Slack CEO explains why the company didn’t go public with a traditional IPO

Slack CEO Stewart Butterfield poses for photos outside the New York Stock Exchange before his company’s IPO, Thursday, June 20, 2019.

Richard Drew | AP

The CEO of messaging firm Slack said that the company didn’t want to go public with a traditional IPO so that it could bypass the closed-door process of raising capital from private investors and hasten its access to the broader public capital market.

“I think there’s a lot of investors who are used to a model where they get a small allocation, they wanted a big one. In a direct listing, at least they have an opportunity,” Stewart Butterfield said in an interview with CNBC’s Andrew Ross Sorkin on Thursday.

“And I think you saw that with Spotify: Some early institutional investors taking huge positions on day one,” he added. “The savings [from direct listing] aren’t that great, to be honest. And that’s certainly not the motivator.”

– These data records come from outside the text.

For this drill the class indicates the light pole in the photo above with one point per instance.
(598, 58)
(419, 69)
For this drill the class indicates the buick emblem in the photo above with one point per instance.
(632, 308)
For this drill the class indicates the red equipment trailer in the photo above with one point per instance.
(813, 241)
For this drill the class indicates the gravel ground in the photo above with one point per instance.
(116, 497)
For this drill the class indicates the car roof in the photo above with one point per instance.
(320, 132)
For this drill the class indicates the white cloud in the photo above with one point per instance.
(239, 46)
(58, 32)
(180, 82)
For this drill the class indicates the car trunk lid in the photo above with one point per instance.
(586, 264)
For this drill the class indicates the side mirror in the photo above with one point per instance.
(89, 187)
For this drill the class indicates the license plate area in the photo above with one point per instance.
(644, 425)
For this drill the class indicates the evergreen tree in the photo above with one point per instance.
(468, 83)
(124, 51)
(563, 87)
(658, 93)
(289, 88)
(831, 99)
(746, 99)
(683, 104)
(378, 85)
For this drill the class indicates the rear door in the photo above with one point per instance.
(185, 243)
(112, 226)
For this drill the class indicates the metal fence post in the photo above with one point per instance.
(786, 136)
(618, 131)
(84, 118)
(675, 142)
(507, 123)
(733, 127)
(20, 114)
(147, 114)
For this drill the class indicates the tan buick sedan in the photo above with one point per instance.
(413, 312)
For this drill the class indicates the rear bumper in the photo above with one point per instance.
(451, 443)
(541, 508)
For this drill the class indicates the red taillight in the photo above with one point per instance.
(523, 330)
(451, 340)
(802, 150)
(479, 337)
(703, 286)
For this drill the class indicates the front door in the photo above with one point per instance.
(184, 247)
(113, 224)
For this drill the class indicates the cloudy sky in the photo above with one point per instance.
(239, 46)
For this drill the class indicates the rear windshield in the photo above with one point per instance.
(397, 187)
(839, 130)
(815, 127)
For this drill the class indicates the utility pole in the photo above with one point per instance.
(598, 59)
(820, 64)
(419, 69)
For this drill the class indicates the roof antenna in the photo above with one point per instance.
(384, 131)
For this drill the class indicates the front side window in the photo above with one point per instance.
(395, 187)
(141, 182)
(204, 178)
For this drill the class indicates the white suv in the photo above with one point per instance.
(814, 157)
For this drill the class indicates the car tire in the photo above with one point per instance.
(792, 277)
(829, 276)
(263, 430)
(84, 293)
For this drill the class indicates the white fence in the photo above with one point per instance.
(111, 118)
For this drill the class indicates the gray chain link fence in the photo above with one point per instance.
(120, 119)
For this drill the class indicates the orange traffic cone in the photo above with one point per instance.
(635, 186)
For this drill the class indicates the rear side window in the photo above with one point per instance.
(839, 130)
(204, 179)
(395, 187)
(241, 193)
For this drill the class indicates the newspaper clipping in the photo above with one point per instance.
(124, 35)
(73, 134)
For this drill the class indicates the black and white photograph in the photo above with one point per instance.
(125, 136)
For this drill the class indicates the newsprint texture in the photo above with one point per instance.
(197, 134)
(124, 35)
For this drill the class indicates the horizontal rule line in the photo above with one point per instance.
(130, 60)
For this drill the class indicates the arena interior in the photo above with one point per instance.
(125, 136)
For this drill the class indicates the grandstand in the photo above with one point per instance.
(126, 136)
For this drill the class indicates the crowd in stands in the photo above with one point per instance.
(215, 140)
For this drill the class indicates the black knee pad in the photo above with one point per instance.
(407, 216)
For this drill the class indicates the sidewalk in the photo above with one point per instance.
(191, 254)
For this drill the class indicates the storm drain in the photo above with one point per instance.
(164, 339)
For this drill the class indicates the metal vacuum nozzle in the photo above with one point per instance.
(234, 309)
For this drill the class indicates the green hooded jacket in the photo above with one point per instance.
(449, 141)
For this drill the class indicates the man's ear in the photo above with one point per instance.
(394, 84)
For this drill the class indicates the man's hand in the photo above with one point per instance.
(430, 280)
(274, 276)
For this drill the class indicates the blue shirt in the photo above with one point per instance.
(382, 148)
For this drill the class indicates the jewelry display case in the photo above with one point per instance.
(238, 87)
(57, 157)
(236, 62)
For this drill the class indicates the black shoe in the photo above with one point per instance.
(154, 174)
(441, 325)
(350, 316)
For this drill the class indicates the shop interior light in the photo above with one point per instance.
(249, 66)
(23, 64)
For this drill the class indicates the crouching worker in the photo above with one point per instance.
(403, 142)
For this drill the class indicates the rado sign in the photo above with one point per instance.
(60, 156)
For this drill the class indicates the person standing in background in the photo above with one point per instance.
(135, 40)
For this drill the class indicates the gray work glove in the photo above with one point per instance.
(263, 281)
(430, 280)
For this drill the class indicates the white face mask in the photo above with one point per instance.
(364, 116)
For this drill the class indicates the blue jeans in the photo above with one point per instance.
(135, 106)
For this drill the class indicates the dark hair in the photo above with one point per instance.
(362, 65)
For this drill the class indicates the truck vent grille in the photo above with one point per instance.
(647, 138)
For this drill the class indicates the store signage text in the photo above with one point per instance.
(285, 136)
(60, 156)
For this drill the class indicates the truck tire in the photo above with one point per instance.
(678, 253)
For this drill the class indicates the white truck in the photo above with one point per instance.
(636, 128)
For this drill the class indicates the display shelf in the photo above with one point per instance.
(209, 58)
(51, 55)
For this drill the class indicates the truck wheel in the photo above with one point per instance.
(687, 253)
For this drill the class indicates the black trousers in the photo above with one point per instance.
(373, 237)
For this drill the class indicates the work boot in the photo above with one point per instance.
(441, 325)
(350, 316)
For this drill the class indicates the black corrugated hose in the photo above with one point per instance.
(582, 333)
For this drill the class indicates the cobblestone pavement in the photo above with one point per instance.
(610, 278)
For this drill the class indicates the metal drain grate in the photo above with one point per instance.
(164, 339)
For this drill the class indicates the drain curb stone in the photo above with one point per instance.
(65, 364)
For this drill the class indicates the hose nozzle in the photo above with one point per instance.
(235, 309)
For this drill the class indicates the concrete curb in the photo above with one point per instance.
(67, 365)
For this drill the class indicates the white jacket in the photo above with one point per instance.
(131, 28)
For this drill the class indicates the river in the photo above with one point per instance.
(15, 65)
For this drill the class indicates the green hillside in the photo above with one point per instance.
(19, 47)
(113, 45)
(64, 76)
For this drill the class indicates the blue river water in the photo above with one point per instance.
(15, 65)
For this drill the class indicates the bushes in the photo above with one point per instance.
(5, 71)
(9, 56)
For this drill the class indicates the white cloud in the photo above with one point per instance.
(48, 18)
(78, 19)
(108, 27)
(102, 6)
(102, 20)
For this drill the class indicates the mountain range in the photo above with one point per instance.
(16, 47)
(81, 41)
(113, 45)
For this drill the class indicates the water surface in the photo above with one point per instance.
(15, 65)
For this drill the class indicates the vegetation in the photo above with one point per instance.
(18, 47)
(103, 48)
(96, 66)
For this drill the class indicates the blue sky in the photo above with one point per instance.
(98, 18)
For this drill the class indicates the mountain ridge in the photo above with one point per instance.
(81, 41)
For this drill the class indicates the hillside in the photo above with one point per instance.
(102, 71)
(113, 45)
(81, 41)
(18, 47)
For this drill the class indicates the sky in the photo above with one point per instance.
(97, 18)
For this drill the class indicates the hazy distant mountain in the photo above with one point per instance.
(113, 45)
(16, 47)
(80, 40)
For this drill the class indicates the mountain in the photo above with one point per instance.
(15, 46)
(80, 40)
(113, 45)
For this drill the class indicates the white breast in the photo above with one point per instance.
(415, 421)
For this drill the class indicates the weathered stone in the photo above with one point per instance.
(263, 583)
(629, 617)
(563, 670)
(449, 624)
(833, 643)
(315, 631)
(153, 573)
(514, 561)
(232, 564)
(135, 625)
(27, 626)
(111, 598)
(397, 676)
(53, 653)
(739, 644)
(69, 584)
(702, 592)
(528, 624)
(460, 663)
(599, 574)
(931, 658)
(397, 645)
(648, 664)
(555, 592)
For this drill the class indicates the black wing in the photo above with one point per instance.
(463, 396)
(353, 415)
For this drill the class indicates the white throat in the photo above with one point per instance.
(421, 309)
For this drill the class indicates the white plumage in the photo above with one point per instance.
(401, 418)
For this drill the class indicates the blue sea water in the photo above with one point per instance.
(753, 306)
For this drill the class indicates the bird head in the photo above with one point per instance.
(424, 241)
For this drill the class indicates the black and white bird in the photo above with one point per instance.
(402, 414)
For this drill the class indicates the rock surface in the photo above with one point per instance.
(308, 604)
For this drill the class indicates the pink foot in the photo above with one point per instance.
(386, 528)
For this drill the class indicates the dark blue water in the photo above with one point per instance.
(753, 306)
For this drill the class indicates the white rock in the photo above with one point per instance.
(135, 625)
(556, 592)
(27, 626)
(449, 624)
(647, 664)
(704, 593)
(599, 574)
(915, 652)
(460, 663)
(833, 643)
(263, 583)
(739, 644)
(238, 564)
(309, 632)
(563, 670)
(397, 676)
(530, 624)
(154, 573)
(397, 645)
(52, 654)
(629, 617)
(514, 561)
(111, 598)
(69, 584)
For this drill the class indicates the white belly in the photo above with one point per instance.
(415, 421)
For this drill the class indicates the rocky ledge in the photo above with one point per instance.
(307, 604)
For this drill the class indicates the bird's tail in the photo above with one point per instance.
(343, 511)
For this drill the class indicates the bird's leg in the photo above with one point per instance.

Wall Street’s latest high-profile addition, Slack is a workplace-oriented app designed to ease communication through chat channels, akin to large group messaging. The company hopes to appeal to a variety of companies and usurp email’s longstanding reign as the primary method of intra-office chatter.

Unlike other newsy debuts this year that followed the usual IPO playbook like Beyond Meat and Uber, Slack chose to launch through a process known as direct listing. In traditional IPO, new shares are created, underwritten and sold to the public, diluting existing stakeholders. In a direct listing, no new shares are created and are sold on the public market without underwriting and without a lockup period.

Spotify went public on April 3 using a direct listing, at the time representing one of the most prominent companies to so. Corporate law firm Latham & Watkins, which represented the music streaming platform in its direct listing, wrote that Spotify wanted to list with as much transparency, access and price discovery as possible, a sentiment echoed by Slack’s chief.

“One of the hopes for a company like us is that there’s not too much volatility. And we are hoping that this model, where there’s many sellers and many buyers – supply and demand – we reach a market-clearing price a lot earlier,” Butterfield said.